The protein products of gene are created by translating the CDS sequences. Each unique protein sequence is given a unique identifying name like WP:CE40440. Examples of the protein identifier names for each species in WormBase is given in the table, below.

Genes names
| Species | Example Protein name |
|---|---|
| C. elegans | WP:CE00001 |
| C. briggsae | BP:CBP00001 |
| C. remanei | RP:RP00001 |
| C. brenneri | CN:CN00001 |
| C. japonica | JA:JA00001 |
| Pristionchus pacificus | PP:PP00001 |
| Heterorhabditis bacteriophora | HB:HB00001 |
| Brugia malayi | BM:BM00001 |
| Meloidogyne hapla | MH:MH00001 |
| Meloidogyne incognita | MI:MI00001 |
| Haemonchus contortus | HC:HC00001 |

It is possible for two CDS sequences from separate genes, within a species, to be identical and so it is possible to have identical proteins coded for by separate genes.
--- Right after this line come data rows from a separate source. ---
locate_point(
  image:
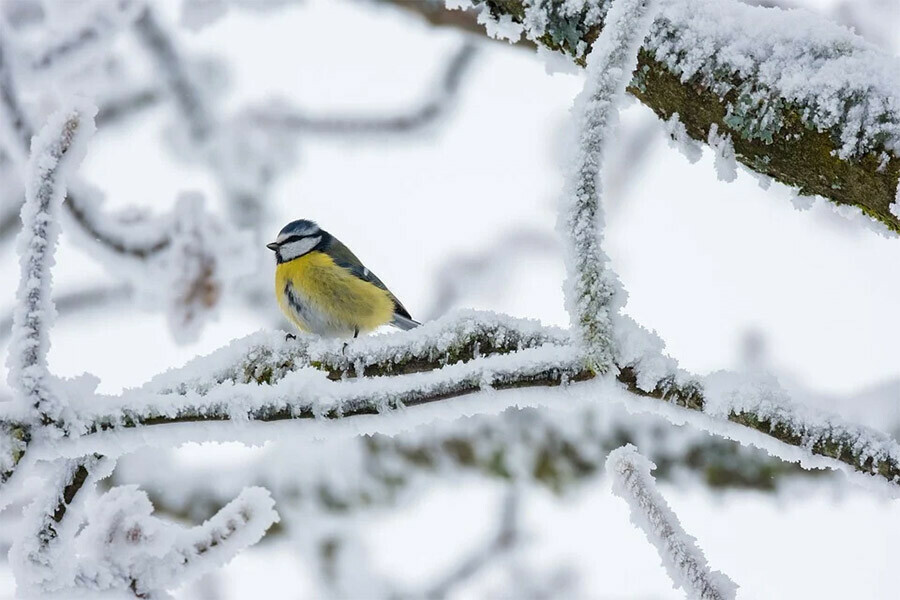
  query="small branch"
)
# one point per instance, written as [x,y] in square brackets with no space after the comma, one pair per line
[56,151]
[438,103]
[96,30]
[503,541]
[837,135]
[593,293]
[682,558]
[187,97]
[116,109]
[16,122]
[39,555]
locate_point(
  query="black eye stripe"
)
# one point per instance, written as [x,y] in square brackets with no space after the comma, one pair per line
[293,238]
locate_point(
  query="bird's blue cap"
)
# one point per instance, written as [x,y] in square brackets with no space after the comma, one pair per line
[300,227]
[295,229]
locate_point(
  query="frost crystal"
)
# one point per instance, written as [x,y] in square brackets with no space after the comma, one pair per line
[55,152]
[681,141]
[895,205]
[593,293]
[723,149]
[682,558]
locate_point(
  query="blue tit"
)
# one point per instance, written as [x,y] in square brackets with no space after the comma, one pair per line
[324,289]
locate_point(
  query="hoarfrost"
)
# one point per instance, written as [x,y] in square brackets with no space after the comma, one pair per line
[723,152]
[593,292]
[683,559]
[55,152]
[681,141]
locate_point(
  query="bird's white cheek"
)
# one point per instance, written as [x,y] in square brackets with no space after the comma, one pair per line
[294,249]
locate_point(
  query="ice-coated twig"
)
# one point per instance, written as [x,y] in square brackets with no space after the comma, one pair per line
[683,559]
[87,299]
[42,555]
[81,206]
[783,84]
[55,153]
[280,118]
[265,378]
[556,449]
[124,547]
[187,96]
[593,293]
[15,127]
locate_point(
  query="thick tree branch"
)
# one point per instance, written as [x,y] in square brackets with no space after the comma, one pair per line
[265,378]
[849,155]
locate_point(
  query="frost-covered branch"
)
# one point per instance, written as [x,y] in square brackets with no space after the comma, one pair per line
[87,299]
[593,293]
[683,560]
[437,103]
[124,547]
[265,378]
[805,102]
[186,95]
[41,555]
[115,543]
[55,153]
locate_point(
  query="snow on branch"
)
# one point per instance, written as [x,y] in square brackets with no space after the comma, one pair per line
[276,116]
[265,378]
[188,98]
[80,43]
[114,542]
[593,292]
[806,102]
[55,152]
[124,547]
[683,559]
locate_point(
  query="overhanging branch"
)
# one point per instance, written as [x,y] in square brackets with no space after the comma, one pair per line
[266,378]
[849,154]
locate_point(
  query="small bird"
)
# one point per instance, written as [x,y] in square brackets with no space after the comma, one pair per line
[324,289]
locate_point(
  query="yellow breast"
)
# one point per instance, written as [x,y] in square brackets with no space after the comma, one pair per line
[327,299]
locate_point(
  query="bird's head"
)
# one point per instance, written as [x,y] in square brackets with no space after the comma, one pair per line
[296,239]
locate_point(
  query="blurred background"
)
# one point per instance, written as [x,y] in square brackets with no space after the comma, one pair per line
[435,154]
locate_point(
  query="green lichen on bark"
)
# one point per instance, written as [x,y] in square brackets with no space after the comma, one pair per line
[785,147]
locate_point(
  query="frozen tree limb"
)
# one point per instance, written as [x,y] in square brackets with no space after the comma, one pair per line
[187,97]
[96,30]
[125,547]
[593,292]
[40,557]
[683,560]
[836,134]
[264,378]
[86,299]
[56,151]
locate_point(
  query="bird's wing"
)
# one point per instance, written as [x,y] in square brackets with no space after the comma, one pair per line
[343,257]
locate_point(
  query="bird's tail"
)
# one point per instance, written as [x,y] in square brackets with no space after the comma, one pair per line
[404,323]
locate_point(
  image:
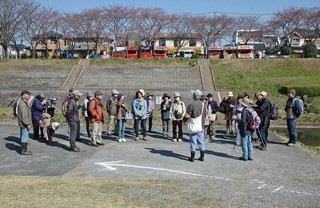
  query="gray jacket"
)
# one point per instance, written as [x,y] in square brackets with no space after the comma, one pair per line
[24,114]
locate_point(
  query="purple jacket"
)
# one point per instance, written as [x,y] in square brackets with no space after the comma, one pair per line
[37,110]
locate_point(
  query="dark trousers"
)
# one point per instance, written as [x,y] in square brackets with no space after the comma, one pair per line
[143,125]
[88,126]
[263,129]
[150,123]
[174,129]
[36,129]
[74,128]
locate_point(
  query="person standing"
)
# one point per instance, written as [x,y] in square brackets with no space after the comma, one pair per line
[214,106]
[196,109]
[230,121]
[97,118]
[37,109]
[73,119]
[245,131]
[122,109]
[24,121]
[85,107]
[263,109]
[293,111]
[165,114]
[112,111]
[177,111]
[150,103]
[140,115]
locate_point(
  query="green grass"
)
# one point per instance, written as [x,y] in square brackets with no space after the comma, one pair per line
[270,76]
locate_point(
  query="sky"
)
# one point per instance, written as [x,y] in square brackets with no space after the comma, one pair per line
[195,7]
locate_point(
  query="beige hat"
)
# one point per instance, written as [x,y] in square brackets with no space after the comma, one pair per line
[114,92]
[264,93]
[76,93]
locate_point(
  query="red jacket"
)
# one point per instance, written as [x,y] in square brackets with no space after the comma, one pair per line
[96,111]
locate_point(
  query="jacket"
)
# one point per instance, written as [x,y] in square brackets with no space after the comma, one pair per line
[140,108]
[73,111]
[177,110]
[112,106]
[121,110]
[165,114]
[24,114]
[37,110]
[96,111]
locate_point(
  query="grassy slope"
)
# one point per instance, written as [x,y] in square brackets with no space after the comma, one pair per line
[269,75]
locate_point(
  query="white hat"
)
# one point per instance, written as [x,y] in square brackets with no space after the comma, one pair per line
[230,94]
[55,125]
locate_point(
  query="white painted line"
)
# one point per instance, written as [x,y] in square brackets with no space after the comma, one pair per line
[277,189]
[110,166]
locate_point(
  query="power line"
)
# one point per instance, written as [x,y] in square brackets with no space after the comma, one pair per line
[233,13]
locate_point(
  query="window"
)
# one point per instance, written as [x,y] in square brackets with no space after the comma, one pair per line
[192,43]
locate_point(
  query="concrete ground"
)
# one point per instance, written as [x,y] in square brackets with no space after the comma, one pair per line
[282,176]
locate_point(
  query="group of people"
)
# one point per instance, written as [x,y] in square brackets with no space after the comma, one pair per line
[200,116]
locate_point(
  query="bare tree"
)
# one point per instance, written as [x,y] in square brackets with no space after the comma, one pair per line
[11,18]
[285,22]
[181,30]
[148,23]
[212,29]
[311,22]
[249,28]
[119,22]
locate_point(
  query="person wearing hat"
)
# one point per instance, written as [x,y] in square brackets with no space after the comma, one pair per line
[293,111]
[150,103]
[37,109]
[97,118]
[177,111]
[244,131]
[111,107]
[73,119]
[89,97]
[24,121]
[165,114]
[139,106]
[263,107]
[122,109]
[196,109]
[230,101]
[213,107]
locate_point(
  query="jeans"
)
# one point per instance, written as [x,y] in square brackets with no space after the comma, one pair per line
[136,126]
[247,147]
[263,129]
[73,133]
[197,138]
[122,128]
[292,129]
[96,133]
[24,135]
[174,129]
[165,125]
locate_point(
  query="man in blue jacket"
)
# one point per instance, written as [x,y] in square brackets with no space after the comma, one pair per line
[293,111]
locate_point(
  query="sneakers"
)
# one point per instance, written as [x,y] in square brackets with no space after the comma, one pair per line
[75,149]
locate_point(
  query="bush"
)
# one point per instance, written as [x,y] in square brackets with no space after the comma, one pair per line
[310,50]
[286,50]
[311,91]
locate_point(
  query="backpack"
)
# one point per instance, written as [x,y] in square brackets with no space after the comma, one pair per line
[254,120]
[15,107]
[95,107]
[300,102]
[274,112]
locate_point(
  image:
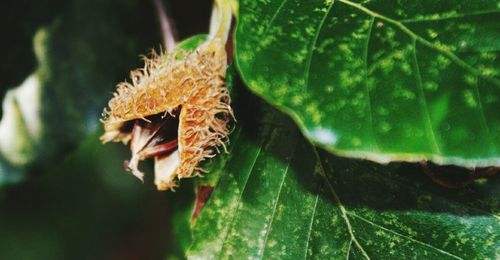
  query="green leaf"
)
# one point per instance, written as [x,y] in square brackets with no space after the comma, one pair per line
[278,197]
[380,80]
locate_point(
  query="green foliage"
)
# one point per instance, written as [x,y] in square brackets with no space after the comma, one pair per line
[385,80]
[382,80]
[280,197]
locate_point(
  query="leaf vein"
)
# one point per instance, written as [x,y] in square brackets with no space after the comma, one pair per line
[450,55]
[428,123]
[310,51]
[403,236]
[342,209]
[268,229]
[310,225]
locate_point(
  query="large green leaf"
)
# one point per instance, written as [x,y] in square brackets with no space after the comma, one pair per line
[380,80]
[278,197]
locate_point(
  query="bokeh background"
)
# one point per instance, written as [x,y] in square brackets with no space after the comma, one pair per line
[64,195]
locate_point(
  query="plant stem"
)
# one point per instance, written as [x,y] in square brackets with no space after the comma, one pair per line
[166,28]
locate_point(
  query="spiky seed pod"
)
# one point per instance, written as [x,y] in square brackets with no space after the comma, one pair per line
[189,87]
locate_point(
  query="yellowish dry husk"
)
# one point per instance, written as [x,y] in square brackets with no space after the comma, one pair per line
[194,82]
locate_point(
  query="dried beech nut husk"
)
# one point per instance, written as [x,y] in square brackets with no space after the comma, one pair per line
[176,110]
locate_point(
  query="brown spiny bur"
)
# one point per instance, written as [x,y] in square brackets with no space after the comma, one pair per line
[176,109]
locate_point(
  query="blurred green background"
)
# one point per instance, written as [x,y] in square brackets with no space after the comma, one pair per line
[64,195]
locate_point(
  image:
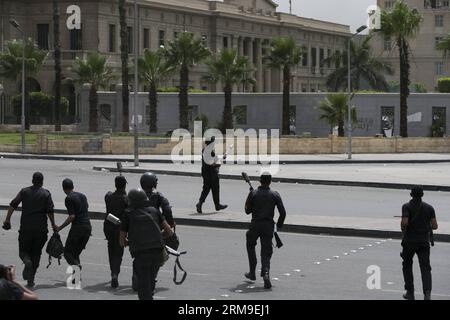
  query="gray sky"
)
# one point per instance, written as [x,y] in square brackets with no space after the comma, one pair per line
[350,12]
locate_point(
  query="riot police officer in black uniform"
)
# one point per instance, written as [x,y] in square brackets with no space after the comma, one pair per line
[141,230]
[37,204]
[210,174]
[116,204]
[261,204]
[418,221]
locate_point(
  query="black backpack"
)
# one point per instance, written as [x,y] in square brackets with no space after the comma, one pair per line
[55,249]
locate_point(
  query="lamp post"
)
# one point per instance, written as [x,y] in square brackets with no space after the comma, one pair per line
[349,88]
[17,26]
[136,85]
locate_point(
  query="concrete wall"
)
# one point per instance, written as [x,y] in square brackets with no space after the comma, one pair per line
[264,111]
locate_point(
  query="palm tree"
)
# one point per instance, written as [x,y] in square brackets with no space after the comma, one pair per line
[125,74]
[93,70]
[185,52]
[11,65]
[334,110]
[153,69]
[400,25]
[230,69]
[57,57]
[285,55]
[362,67]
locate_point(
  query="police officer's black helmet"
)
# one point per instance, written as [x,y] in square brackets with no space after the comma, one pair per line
[137,198]
[149,181]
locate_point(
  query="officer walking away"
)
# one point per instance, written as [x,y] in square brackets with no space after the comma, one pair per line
[418,221]
[80,230]
[37,205]
[210,173]
[261,204]
[116,204]
[141,229]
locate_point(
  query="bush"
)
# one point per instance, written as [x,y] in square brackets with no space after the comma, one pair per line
[41,106]
[444,85]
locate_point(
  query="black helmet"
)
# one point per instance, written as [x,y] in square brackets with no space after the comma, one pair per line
[149,181]
[137,198]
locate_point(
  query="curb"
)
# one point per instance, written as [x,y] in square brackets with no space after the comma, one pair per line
[363,184]
[288,228]
[166,161]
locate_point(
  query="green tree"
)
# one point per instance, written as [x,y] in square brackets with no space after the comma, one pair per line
[362,67]
[57,57]
[125,72]
[153,69]
[11,65]
[401,24]
[285,55]
[93,70]
[230,69]
[184,53]
[334,110]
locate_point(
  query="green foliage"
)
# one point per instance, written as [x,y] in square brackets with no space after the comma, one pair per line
[444,85]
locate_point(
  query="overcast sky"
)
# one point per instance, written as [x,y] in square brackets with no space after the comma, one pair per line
[350,12]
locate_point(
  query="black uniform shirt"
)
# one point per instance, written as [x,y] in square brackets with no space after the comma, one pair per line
[261,204]
[116,203]
[10,291]
[77,205]
[419,216]
[36,204]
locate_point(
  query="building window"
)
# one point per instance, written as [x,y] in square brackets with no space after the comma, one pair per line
[76,39]
[162,38]
[112,38]
[439,68]
[43,31]
[439,20]
[240,115]
[130,39]
[146,38]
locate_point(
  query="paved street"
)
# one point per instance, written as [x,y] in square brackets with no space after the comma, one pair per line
[307,267]
[355,207]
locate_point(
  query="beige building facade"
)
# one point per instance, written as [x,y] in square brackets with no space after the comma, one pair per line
[427,63]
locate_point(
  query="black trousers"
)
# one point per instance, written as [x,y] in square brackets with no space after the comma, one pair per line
[423,253]
[76,242]
[146,266]
[264,231]
[31,243]
[210,183]
[115,250]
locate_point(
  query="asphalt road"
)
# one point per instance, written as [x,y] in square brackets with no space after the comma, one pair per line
[307,267]
[183,192]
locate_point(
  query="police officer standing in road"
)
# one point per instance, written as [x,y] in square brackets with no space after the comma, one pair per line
[116,204]
[141,229]
[37,204]
[261,204]
[80,230]
[418,221]
[210,173]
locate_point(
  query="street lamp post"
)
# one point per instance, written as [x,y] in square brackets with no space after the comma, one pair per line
[16,25]
[136,84]
[349,88]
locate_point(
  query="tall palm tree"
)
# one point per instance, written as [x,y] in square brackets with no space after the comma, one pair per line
[57,57]
[95,71]
[400,25]
[230,69]
[285,55]
[362,67]
[185,52]
[334,110]
[11,65]
[153,69]
[125,74]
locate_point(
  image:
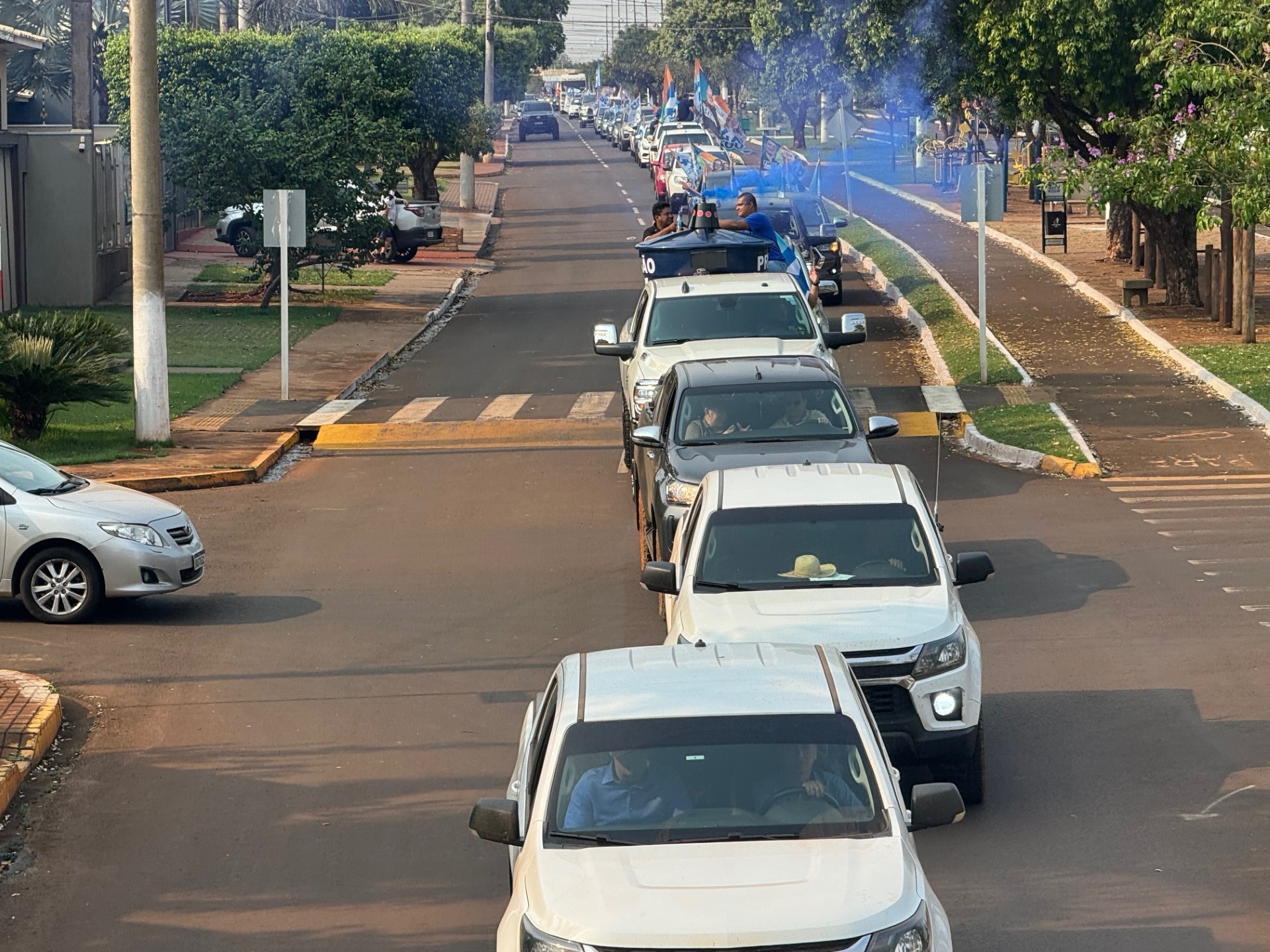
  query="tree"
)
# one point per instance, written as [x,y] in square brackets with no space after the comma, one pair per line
[56,358]
[632,63]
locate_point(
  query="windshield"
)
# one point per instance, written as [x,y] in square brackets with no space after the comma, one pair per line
[713,778]
[762,413]
[32,475]
[676,320]
[816,546]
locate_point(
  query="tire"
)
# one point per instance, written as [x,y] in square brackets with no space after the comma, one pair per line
[245,241]
[62,586]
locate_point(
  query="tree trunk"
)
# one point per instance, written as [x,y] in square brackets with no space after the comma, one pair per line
[1121,233]
[27,420]
[798,122]
[423,169]
[1175,240]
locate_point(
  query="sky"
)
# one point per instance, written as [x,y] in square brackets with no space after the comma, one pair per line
[585,26]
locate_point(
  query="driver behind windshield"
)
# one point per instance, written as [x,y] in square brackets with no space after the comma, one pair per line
[629,790]
[796,413]
[796,775]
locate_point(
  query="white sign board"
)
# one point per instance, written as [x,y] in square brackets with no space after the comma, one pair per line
[294,218]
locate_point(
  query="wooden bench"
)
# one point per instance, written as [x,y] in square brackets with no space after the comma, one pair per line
[1134,287]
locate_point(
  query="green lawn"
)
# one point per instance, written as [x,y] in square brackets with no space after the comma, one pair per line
[1029,426]
[85,433]
[955,337]
[226,337]
[247,274]
[1244,366]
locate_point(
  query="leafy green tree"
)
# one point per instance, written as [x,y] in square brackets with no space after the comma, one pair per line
[48,358]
When this happens, a single, unique identifying name is used for the protein even though it is produced by two genes.

==ParaSite==
WormBase ParaSite is a sub-portal for approximately 100 draft genomes of parasitic helminths (nematodes and platyhelminthes) developed at the European Bioinformatics Institute and Wellcome Trust Sanger Institute. All genomes are assembled and annotated. Additional information such as protein domains and Gene Ontology terms are also available. Gene trees allow the alignment of orthologues between parasitic worms, other nematodes and non-worm comparator species. A BioMart data-mining tool is offered to permit large scale access to the data.

==WormBase management==
WormBase is a collaboration among the European Bioinformatics Institute, Wellcome Trust Sanger Institute, Ontario Institute for Cancer Research, Washington University in St. Louis, and the California Institute of Technology. It is supported by the grant P41-HG002223 from the National Institutes of Health and the grant G0701197 from the British Medical Research Council . Caltech carries out the biological curation and develops the underlying ontologies, the EBI carries out sequence curation and computation as well as database builds, the Sanger is primarily involved in curation and display of parasitic nematode genomes and genes, and the OICR develops the website and main data mining tools.